To better understand flagellar reduction and loss across Holomycota, we analysed 61 flagellum-specific proteins on a well-distributed representation of 43 flagellated and non-flagellated species. Sanchytrids lacked several functional and maintenance flagellar components (Fig. 4a), namely axonemal dyneins, single- and double-headed inner arm dyneins, all intraflagellar transport proteins (IFT) of the group IFT-A and several of the group IFT-B. Sanchytrid kinetosomes have also lost several components of the centriolar structure and tubulins, including Centrin2, which is involved in basal body anchoring86, and Delta and Epsilon tubulins, which are essential for centriolar microtubule assembly and anchoring87. These losses (Fig. 4b) explain why sanchytrids lack motile flagella. Cluster analyses based on the presence/absence of flagellar components (Supplementary Fig. 11) showed sanchytrids at an intermediate position between flagellated and non-flagellated lineages. Therefore, sanchytrids are engaged in an unfinished process of flagellum loss, thereby providing an interesting model to study intermediate steps of this reductive process.

Fig. 4: Comparison of flagellar protein distribution and structure in sanchytrids and other Holomycota.
figure 4

a Presence/absence heatmap of 61 flagellum-specific proteins in 43 eukaryotic flagellated (purple; red: Sanchytriomycota) and non-flagellated (pink) lineages. The right column lists microtubular genes and flagellum-specific genes (orange). b Illustration depicting the main structural elements present in a typical eukaryotic flagellum (left) and a reduced sanchytrid flagellum (right).

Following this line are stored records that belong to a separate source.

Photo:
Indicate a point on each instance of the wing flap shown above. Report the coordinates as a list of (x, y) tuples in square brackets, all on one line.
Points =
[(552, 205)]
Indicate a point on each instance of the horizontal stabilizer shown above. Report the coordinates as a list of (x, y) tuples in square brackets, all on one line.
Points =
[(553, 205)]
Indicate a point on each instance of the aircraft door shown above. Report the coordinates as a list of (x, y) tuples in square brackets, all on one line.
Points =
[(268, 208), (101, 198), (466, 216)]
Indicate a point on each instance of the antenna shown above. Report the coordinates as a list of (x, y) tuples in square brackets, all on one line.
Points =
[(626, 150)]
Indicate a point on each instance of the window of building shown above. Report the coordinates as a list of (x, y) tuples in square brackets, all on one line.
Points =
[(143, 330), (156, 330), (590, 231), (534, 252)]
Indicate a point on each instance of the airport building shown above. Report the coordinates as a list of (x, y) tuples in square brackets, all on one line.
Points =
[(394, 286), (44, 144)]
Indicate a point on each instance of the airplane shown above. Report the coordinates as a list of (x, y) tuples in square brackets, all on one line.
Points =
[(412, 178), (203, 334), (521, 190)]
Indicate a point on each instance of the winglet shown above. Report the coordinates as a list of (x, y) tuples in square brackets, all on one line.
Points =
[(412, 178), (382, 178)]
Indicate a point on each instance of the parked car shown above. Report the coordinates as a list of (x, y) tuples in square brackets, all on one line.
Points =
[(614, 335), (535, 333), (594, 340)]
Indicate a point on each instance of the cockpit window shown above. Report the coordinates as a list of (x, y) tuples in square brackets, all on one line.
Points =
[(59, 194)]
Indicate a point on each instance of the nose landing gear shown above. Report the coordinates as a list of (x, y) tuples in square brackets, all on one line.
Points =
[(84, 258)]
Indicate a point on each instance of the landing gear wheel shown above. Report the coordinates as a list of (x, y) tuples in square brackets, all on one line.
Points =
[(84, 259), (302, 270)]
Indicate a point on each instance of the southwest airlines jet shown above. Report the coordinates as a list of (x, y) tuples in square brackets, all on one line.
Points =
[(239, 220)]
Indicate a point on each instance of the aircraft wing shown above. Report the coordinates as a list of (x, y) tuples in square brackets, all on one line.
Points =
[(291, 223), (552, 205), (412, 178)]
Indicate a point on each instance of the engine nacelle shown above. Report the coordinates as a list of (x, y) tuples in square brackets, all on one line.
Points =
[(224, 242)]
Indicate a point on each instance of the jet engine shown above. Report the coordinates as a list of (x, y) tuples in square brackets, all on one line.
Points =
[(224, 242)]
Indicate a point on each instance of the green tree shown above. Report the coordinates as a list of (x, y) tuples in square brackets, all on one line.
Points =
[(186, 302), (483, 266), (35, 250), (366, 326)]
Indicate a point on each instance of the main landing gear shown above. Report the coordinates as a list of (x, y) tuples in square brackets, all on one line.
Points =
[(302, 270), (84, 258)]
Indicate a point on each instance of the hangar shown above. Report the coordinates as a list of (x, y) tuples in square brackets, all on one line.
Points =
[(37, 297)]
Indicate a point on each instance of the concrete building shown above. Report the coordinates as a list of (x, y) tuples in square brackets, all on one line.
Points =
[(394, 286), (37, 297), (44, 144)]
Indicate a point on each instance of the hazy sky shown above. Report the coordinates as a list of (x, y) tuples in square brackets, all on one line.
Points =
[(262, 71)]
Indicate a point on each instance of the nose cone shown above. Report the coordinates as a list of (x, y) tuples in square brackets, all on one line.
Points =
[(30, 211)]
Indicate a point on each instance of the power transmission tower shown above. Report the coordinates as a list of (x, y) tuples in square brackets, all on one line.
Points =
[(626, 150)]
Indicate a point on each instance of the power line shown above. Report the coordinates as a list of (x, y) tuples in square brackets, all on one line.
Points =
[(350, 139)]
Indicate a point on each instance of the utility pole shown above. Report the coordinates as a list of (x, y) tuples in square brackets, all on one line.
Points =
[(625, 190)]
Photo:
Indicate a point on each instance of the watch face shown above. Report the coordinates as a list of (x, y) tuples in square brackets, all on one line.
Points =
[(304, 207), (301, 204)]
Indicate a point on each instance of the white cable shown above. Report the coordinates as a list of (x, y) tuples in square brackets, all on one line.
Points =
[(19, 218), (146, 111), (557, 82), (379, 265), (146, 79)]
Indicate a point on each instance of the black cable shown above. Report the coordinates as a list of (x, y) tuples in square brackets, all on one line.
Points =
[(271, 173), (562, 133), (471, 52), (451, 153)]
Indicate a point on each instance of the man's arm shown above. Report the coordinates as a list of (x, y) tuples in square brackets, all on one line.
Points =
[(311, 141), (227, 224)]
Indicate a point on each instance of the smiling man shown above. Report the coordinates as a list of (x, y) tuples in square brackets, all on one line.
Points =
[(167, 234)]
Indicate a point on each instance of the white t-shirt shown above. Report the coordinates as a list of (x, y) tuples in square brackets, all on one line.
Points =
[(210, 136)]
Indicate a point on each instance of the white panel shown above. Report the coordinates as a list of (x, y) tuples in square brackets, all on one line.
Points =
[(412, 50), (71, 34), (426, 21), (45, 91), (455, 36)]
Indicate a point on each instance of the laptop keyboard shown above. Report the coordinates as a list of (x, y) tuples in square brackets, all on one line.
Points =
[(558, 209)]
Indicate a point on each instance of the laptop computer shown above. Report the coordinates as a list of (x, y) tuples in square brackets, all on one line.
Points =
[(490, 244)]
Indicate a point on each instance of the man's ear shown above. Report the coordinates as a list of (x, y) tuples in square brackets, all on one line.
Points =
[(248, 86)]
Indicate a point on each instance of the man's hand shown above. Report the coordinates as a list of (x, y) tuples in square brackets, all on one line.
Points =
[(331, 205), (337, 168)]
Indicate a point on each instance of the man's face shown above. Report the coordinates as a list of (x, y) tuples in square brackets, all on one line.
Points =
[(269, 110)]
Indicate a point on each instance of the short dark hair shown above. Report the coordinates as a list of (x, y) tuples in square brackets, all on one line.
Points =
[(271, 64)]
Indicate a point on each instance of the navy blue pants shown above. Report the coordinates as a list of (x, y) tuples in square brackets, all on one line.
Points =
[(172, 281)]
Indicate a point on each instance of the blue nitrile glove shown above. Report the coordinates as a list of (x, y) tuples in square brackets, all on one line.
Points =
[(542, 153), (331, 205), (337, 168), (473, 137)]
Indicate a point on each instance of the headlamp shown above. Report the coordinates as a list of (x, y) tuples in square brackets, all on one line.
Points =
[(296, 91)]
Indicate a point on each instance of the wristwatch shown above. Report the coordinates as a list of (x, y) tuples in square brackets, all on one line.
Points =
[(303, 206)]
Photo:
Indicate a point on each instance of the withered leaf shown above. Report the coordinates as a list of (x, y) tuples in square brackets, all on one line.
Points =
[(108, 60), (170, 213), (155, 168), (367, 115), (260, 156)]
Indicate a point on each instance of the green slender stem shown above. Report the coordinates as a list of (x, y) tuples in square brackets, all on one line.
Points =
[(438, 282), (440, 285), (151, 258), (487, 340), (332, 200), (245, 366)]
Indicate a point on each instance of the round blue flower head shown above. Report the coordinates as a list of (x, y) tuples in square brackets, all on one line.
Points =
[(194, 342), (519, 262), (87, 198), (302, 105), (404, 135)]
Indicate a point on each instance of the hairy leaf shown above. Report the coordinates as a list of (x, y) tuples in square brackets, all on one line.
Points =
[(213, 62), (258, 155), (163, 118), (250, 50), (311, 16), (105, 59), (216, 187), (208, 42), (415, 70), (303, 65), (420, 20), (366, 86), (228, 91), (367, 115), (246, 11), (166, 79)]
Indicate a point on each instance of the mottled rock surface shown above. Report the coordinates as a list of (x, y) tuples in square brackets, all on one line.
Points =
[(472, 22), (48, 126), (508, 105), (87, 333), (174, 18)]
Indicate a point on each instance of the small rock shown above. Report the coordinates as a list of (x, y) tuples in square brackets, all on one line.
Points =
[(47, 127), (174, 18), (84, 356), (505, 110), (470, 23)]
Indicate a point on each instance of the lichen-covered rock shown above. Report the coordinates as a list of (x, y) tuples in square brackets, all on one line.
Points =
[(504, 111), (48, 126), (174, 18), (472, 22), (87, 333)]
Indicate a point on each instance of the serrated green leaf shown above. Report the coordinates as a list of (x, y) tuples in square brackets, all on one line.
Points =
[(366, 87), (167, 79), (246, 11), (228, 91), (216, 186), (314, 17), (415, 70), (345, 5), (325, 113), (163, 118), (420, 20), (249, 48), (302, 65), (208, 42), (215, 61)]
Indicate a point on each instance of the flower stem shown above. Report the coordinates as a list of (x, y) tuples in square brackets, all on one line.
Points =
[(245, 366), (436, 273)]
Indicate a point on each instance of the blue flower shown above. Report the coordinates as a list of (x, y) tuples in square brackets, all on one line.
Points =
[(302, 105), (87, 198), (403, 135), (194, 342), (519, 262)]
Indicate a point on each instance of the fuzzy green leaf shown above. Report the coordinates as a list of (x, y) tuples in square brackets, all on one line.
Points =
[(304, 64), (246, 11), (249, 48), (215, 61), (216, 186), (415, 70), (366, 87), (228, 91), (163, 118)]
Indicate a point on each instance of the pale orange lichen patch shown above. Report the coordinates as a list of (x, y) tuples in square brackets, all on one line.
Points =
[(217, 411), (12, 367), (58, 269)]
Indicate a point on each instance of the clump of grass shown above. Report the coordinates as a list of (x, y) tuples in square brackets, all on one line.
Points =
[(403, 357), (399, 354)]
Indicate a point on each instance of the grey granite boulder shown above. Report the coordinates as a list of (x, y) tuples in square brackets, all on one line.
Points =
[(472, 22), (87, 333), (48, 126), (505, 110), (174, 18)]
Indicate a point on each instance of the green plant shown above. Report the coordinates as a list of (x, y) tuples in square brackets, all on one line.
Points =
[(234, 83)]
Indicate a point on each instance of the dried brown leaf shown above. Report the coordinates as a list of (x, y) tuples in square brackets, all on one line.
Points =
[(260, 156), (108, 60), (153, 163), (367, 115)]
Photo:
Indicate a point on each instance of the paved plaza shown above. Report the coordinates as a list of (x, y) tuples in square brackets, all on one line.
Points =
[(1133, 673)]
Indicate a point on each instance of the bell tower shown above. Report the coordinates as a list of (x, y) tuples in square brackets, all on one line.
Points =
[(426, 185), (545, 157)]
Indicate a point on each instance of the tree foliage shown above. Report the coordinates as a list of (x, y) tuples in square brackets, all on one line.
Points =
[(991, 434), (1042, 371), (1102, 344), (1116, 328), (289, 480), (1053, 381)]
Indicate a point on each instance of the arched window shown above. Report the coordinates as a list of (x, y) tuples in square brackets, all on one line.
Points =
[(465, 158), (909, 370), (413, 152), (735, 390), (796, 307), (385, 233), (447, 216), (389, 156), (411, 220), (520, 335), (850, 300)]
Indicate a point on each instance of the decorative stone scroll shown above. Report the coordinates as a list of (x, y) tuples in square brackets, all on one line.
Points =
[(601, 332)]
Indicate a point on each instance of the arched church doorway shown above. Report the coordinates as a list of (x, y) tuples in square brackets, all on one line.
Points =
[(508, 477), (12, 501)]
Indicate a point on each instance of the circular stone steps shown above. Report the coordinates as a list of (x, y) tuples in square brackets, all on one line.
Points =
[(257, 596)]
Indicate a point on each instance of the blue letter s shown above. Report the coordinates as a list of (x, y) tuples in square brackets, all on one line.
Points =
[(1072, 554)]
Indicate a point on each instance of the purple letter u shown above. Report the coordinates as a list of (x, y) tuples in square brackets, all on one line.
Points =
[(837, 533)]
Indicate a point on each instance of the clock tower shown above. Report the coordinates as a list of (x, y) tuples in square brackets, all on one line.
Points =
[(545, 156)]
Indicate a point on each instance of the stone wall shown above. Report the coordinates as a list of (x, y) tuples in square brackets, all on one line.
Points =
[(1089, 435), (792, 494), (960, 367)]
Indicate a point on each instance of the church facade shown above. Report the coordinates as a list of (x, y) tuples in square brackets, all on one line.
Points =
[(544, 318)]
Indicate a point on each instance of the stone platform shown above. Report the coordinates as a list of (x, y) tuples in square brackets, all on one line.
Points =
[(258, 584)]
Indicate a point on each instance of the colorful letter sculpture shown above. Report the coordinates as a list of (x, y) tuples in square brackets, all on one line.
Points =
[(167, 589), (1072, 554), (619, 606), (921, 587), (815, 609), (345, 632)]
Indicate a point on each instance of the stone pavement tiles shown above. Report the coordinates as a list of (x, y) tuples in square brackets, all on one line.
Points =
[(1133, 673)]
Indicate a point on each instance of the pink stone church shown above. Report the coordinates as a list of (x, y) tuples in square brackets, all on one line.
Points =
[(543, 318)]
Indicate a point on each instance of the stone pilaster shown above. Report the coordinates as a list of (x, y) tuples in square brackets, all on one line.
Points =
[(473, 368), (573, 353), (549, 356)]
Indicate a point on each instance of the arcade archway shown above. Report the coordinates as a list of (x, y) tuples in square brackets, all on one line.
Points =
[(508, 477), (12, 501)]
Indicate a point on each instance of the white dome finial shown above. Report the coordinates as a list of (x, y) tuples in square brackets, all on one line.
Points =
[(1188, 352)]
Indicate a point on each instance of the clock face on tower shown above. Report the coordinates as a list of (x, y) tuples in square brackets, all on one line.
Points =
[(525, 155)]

Gene presence is depicted in blue and absence in white. c Representation of the evolutionary relationships of holomycotan lineages and their patterns of presence/absence of key molecular components of the flagellar apparatus (full or half circles). Red crosses on branches indicate independent flagellum losses.

In addition to sanchytrid reduction, between four and six independent flagellar losses have been inferred in Holomycota32. Our new, more robust phylogenetic framework (Fig. 2) allowed us to infer three large independent flagellum losses, plus the ongoing one in sanchytrids (Fig. 4c). These losses occurred at the base of high-rank taxa: nucleariids, Microsporidia and the Zoopagomycota + Mucoromycota + Dikarya clade. A possible fourth loss event occurred in Hyaloraphidium curvatum, an atypical non-flagellated fungus originally classified as a colourless green alga14 and later reclassified within the Monoblepharidomycota26,88. Further analysis will be needed to confirm the loss of flagellar components in this species. In addition, a putative fifth independent loss might have occurred in the Nephridiophagida, a clade of fungal parasites of insects and myriapods89,90 without clear affinity with established fungal clades90. Recently, a possible relationship to chytrids has been suggested91, although genomic or transcriptomic data to clarify their phylogenetic position are still missing.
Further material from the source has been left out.